Staatsoberhaupt ist *Staatspräsident Abdul Hamid*. Er ist seit dem 24 April 2013 offiziell gewählter 
20. Staatspräsident Bangladeschs und Nachfolger von Zillur Rahman. Er ist Mitglied der Awami-Liga. Sie ist offiziell eine der größten politischen Gruppierungen, linksnationalistisch, sozialdemokratisch und säkular. 

Premierministerin und somit Regierungschefin ist Frau *Hasina Wajed*. Sie ist seit dem 6. Januar 2009 zum zweiten Mal Premierministerin des Landes. Sie entkam schon mehreren Attentaten, welche auf sie verübt wurden.
Sie ist auch Vorsitzende der Awami-Liga und Gegenspielerin von Frau Khaleda Zia von der Bangladesh Nationalist Party (BNP). Khaleda Zia war die Ehefrau, des damaligen Präsident Ziaur Rahman der1981 bei einem fehlge-schlagenen Militärputsch ermordet wurde.

Das Land hat 158 Millionen Einwohner, von denen sich 90 Prozent zum Islam (Sunniten) bekennen. 9 % sind Hinduisten, der Rest Buddhisten, Christen ua. Religionen.
Etwa 98 Prozent der Bevölkerung sind Bengalen mit Muttersprache Bengali, welches auch die Amtssprache ist.

*Hauptstadt ist Dhaka,* mit ca. 6,7 Millionen Einwohnern. Die Stadt liegt nur etwa sechs Meter über dem Meeresspiegel. Im Sommer führt der Monsun immer wieder zu großen Überschwemmungen. 
Dhaka ist das industrielle, wirtschaftliche und administrative Zentrum von Bangladesch und ein Handelszentrum für Jute, Ölsaaten, Zucker und Tee.

----------


## Willi Wacker

Pit
alles aus dem Auto geknippst ?
hast dich nicht getraut auszusteigen ?

----------


## pit

> hast dich nicht getraut auszusteigen ?


Mit dem Trauen hat das nix zu tun. Da fahren wir morgens zur Arbeit und abends zurück. Wenn ich dann frage, ob wir mal hier und da für ein Foto halten könnten, verständigen die Leute wahrscheinlich die Leute mit den weißen Tennisschuhen und der Jacke, die hinten geknöpft wird. Die täglichen Fahrten dauern ohnehin jeweils fast zwei Stunden. Ich bin ja noch bis Montag hier.

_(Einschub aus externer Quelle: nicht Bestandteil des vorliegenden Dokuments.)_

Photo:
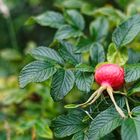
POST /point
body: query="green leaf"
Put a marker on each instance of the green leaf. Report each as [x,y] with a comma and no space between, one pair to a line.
[62,83]
[134,89]
[43,130]
[136,110]
[130,129]
[132,72]
[79,136]
[84,81]
[114,15]
[117,56]
[99,28]
[73,4]
[37,71]
[83,45]
[47,54]
[66,125]
[74,18]
[49,18]
[66,32]
[126,31]
[67,53]
[84,68]
[104,123]
[134,56]
[97,53]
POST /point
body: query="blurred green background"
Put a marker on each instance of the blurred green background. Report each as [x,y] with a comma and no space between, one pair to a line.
[23,109]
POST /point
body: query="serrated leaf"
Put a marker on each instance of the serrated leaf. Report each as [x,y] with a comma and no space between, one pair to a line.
[79,136]
[83,45]
[99,28]
[117,56]
[103,124]
[62,83]
[126,31]
[84,81]
[46,54]
[49,18]
[134,56]
[66,125]
[136,110]
[37,71]
[67,53]
[43,130]
[130,129]
[66,32]
[132,72]
[134,88]
[84,68]
[74,18]
[97,53]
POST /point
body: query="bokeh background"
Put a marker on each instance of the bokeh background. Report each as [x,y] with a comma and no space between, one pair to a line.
[21,108]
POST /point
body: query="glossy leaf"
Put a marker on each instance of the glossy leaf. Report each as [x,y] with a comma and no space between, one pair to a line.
[84,81]
[62,83]
[74,18]
[99,28]
[126,31]
[103,124]
[132,72]
[67,53]
[37,71]
[66,32]
[46,54]
[66,125]
[130,129]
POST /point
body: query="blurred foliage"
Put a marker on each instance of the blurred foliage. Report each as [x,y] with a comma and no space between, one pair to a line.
[25,112]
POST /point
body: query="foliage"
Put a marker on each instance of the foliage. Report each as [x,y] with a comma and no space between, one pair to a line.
[76,36]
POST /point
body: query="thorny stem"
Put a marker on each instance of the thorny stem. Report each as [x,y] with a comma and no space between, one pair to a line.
[119,110]
[128,108]
[33,134]
[101,89]
[8,130]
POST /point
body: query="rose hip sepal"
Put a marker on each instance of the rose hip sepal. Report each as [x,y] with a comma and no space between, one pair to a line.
[110,77]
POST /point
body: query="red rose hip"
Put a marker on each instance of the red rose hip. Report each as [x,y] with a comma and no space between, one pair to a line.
[110,75]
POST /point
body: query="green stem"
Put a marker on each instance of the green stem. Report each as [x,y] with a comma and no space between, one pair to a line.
[128,108]
[119,110]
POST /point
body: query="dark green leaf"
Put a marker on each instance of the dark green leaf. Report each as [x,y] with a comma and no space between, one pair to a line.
[74,18]
[47,54]
[67,52]
[68,124]
[43,130]
[132,72]
[104,123]
[97,53]
[83,45]
[84,81]
[130,129]
[126,31]
[62,83]
[116,56]
[66,32]
[84,68]
[79,136]
[49,18]
[36,71]
[134,89]
[99,28]
[136,110]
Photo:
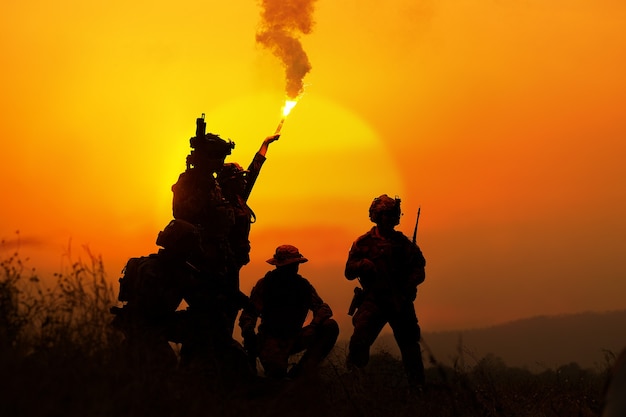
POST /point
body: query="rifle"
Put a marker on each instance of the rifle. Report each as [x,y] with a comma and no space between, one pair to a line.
[357,300]
[200,127]
[416,223]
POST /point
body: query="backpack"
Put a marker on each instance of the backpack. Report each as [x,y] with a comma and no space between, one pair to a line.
[131,282]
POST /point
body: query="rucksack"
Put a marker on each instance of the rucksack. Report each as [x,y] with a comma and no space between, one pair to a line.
[131,282]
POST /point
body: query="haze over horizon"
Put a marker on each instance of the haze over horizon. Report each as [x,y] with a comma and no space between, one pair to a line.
[503,121]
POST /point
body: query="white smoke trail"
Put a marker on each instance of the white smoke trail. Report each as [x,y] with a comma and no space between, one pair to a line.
[282,23]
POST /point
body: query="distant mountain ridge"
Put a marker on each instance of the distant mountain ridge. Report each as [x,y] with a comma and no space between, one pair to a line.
[536,343]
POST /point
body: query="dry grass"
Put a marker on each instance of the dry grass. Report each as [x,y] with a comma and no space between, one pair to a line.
[59,357]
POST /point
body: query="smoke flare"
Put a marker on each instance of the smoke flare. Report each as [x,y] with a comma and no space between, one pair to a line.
[282,23]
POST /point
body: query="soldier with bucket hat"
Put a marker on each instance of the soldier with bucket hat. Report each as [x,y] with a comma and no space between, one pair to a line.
[282,300]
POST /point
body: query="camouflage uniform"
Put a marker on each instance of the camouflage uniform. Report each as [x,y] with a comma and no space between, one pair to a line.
[237,185]
[389,267]
[283,299]
[207,341]
[152,288]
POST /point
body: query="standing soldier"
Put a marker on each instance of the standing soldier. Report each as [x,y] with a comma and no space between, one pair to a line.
[282,299]
[198,199]
[389,267]
[151,289]
[236,184]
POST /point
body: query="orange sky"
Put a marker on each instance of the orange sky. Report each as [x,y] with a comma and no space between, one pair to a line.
[503,120]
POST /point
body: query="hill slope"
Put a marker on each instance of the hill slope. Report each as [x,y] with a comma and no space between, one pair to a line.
[537,343]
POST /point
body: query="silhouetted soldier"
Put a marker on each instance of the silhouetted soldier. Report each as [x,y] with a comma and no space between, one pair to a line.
[236,184]
[282,299]
[389,267]
[151,289]
[198,199]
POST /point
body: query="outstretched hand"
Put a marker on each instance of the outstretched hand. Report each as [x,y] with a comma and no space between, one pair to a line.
[271,139]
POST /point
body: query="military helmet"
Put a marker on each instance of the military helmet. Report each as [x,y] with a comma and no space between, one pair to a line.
[212,144]
[229,171]
[285,255]
[385,205]
[180,236]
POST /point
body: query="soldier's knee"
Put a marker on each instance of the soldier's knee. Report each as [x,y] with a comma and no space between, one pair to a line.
[329,329]
[359,353]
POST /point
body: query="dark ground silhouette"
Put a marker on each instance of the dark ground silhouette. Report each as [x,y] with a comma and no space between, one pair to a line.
[59,356]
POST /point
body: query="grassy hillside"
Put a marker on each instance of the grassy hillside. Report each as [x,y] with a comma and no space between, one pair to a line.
[538,343]
[59,356]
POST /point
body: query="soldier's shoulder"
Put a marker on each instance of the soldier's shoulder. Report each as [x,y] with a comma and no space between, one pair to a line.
[398,235]
[365,236]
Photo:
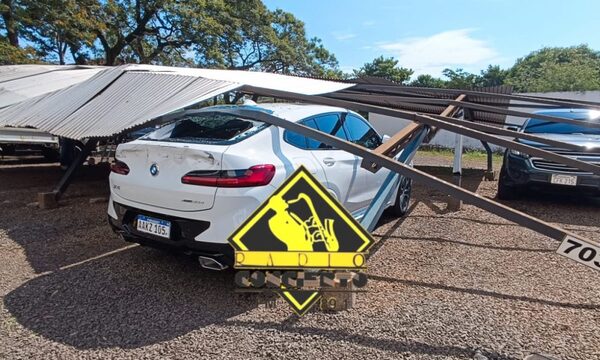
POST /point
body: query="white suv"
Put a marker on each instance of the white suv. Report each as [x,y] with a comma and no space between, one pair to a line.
[191,183]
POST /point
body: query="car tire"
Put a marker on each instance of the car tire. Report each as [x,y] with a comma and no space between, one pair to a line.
[400,207]
[505,191]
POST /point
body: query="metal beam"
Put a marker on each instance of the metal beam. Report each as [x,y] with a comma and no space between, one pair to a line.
[393,89]
[506,212]
[448,112]
[68,176]
[431,121]
[391,100]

Neue Bilder hab ich schon, muss nur noch sortieren. Hab die noch nicht am PC gesehen.

 ::

----------


## pit

Ich hab mal wieder etwas sortiert.

Hier ein etwas modernerer Taxistand. Auf der hinteren Sitzbank haben bequem 3 - 4 Personen Platz. Ich hab auch Hühnerkäfige gesehen, die hinten rein passen.

Taxen nach westlichem Standard habe ich in der Woche, die wir morgens und abends unterwegs waren, habe ich nur 3 gesehen!

Fast alle Busse des "öffentlichen Nahverkehrs" sehen von hinten ähnlich aus. Ich versuche immer, irgendwelche Rückleuchten zu erkennen, das gelingt mir aber eigentlich recht selten.


Hier ein Blick aus dem Fenster des Restaurants in der dritten Etage. Dominierend ist die Anzahl der Rikschas.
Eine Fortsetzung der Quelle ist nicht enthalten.